Une économie en berne

Outre une perte d’influence politique, l’empire du Milieu devrait également voir s’affaisser son économie. "La croissance de la Chine est très faible, or elle est vitale pour elle. Elle devrait faire 0% de croissance en 2020, ce qui est toujours mieux que la France, mais désastreux en termes d’emplois pour un pays comme celui-là."

Pour Jacques Attali, ce constat "indique qu’une dictature ne peut pas être une superpuissance. Il faut au moins une liberté de ton, d’esprit, une liberté de critique au sein même de l’élite dirigeante, ce qui n’existe pas."

"L’Europe a une très grande carte à jouer"

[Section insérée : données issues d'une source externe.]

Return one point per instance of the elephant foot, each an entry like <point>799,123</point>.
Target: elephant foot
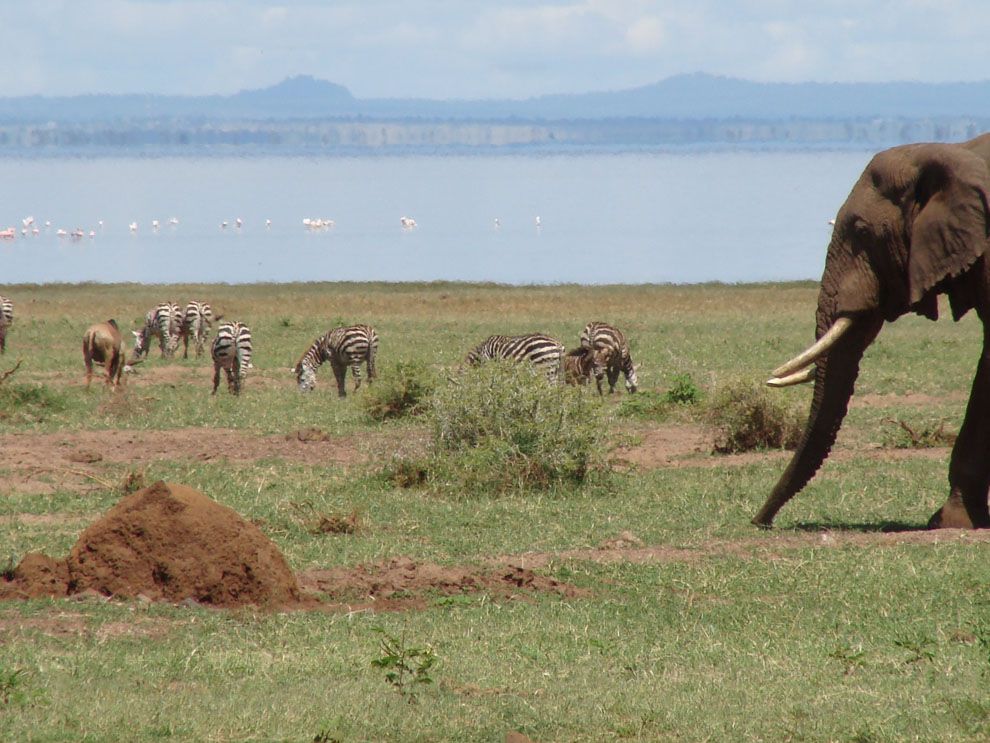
<point>955,515</point>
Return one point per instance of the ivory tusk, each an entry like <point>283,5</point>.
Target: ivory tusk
<point>819,349</point>
<point>805,375</point>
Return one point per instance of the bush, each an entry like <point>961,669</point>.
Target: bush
<point>683,391</point>
<point>923,435</point>
<point>644,404</point>
<point>504,428</point>
<point>21,403</point>
<point>744,417</point>
<point>402,390</point>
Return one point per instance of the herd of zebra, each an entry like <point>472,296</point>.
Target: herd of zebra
<point>603,352</point>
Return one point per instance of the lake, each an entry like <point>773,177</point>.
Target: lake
<point>631,217</point>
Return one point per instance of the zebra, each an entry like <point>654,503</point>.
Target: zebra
<point>164,321</point>
<point>579,365</point>
<point>231,351</point>
<point>196,323</point>
<point>343,347</point>
<point>614,357</point>
<point>6,319</point>
<point>544,352</point>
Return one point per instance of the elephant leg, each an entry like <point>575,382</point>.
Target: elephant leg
<point>969,468</point>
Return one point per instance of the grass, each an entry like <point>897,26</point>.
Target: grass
<point>823,629</point>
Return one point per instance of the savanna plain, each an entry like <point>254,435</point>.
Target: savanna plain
<point>661,613</point>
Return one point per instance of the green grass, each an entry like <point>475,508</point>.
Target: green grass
<point>822,629</point>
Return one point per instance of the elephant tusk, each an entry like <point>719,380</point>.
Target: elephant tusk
<point>805,375</point>
<point>819,349</point>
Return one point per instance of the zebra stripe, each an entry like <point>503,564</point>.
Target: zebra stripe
<point>542,351</point>
<point>6,320</point>
<point>610,345</point>
<point>163,322</point>
<point>196,323</point>
<point>343,347</point>
<point>231,351</point>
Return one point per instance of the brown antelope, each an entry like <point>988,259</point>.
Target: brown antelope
<point>102,344</point>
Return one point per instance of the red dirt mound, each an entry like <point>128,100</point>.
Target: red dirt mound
<point>167,542</point>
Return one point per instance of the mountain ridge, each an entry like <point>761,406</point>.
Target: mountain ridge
<point>687,96</point>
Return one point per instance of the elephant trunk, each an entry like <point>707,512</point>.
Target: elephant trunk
<point>835,378</point>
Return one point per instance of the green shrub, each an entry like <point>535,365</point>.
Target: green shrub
<point>20,403</point>
<point>683,391</point>
<point>644,404</point>
<point>401,390</point>
<point>745,417</point>
<point>924,435</point>
<point>503,427</point>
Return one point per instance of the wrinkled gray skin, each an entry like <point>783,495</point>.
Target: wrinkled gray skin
<point>915,225</point>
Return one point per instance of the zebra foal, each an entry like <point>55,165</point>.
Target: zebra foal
<point>544,352</point>
<point>611,351</point>
<point>195,323</point>
<point>163,322</point>
<point>231,351</point>
<point>343,347</point>
<point>6,319</point>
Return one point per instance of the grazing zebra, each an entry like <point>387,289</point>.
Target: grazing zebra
<point>231,351</point>
<point>6,319</point>
<point>196,323</point>
<point>164,322</point>
<point>342,347</point>
<point>611,344</point>
<point>542,351</point>
<point>579,365</point>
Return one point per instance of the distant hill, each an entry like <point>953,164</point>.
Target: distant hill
<point>696,96</point>
<point>304,115</point>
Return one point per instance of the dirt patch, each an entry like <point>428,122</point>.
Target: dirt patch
<point>168,542</point>
<point>405,583</point>
<point>768,546</point>
<point>165,542</point>
<point>309,446</point>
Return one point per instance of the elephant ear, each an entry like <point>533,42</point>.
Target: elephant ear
<point>952,223</point>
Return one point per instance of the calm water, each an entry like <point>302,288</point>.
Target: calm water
<point>605,218</point>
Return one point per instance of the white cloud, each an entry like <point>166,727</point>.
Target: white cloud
<point>646,35</point>
<point>479,48</point>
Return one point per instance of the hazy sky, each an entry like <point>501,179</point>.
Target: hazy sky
<point>479,48</point>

Le fondateur de Positive Planet déplore encore que les Occidentaux aient tenté d’imiter ce que faisait Pékin pour endiguer l’épidémie, impressionnés selon lui par les images d’hôpitaux construits en quelques jours pour gérer l’afflux de malades. "Les Européens ont regardé le modèle chinois et l’ont suivi." Il aurait souhaité que les dirigeants s’intéressent davantage aux mesures prises dans des pays comme la Corée du Sud, Singapour, Taïwan, la Nouvelle-Zélande ou encore le Vietnam qui ont réussi, toujours selon Jacques Attali, à juguler plus efficacement l’épidémie de Covid-19.

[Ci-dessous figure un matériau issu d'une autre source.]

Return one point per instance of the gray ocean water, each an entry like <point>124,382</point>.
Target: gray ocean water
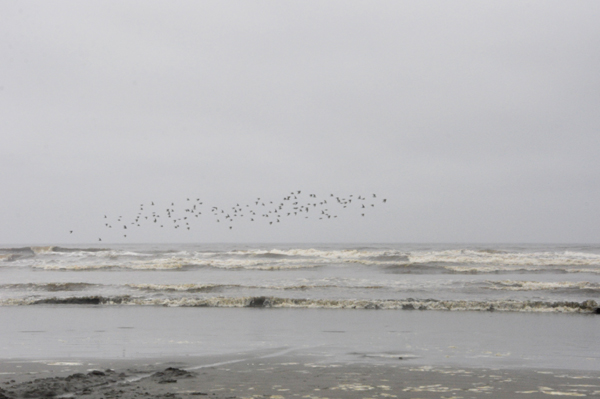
<point>507,305</point>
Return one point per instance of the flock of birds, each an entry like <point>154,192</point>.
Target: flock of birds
<point>293,205</point>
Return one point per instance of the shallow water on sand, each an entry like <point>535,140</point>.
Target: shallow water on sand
<point>468,339</point>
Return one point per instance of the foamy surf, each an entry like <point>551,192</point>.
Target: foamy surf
<point>588,306</point>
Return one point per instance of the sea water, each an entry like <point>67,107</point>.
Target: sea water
<point>472,305</point>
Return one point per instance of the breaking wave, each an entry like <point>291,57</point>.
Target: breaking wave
<point>589,306</point>
<point>510,285</point>
<point>51,287</point>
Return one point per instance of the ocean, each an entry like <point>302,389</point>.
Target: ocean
<point>474,305</point>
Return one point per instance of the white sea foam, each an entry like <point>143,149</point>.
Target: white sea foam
<point>589,306</point>
<point>178,263</point>
<point>511,285</point>
<point>567,258</point>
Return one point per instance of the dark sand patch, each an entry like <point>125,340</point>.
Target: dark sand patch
<point>286,377</point>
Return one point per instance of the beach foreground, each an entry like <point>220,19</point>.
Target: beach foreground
<point>282,375</point>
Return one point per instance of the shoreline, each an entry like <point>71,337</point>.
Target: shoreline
<point>280,374</point>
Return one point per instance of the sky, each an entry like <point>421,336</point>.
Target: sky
<point>477,121</point>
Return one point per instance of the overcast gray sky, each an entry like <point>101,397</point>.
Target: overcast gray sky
<point>479,121</point>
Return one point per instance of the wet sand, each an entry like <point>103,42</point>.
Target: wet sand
<point>278,375</point>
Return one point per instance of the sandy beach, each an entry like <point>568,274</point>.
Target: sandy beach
<point>278,375</point>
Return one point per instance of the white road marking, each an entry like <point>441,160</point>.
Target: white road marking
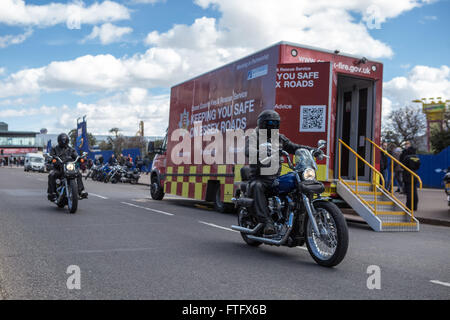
<point>97,195</point>
<point>216,226</point>
<point>440,282</point>
<point>148,209</point>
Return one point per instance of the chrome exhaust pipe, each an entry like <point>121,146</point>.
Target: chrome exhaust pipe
<point>243,202</point>
<point>272,241</point>
<point>247,230</point>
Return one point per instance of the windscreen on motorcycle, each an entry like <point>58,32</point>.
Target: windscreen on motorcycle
<point>303,159</point>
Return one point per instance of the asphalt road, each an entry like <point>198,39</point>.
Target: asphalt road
<point>128,246</point>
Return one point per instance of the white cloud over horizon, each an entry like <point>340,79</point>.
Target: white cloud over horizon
<point>18,13</point>
<point>108,33</point>
<point>420,82</point>
<point>186,50</point>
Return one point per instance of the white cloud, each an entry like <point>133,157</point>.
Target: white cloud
<point>108,33</point>
<point>44,110</point>
<point>8,40</point>
<point>188,50</point>
<point>420,82</point>
<point>123,110</point>
<point>148,1</point>
<point>185,51</point>
<point>18,13</point>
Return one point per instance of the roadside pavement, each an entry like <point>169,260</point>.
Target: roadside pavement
<point>432,209</point>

Néanmoins, l’affaiblissement de la Chine pourrait servir les intérêts européens, alors que les Etats-Unis sont également durement touchés par le nouveau coronavirus. "L’Europe a une très grande carte à jouer", martèle Jacques Attali. "Nous sommes 450 millions d’habitants, nous avons le plus haut niveau de vie, un modèle social qui tient la route. […] nous pouvons devenir la superpuissance de demain."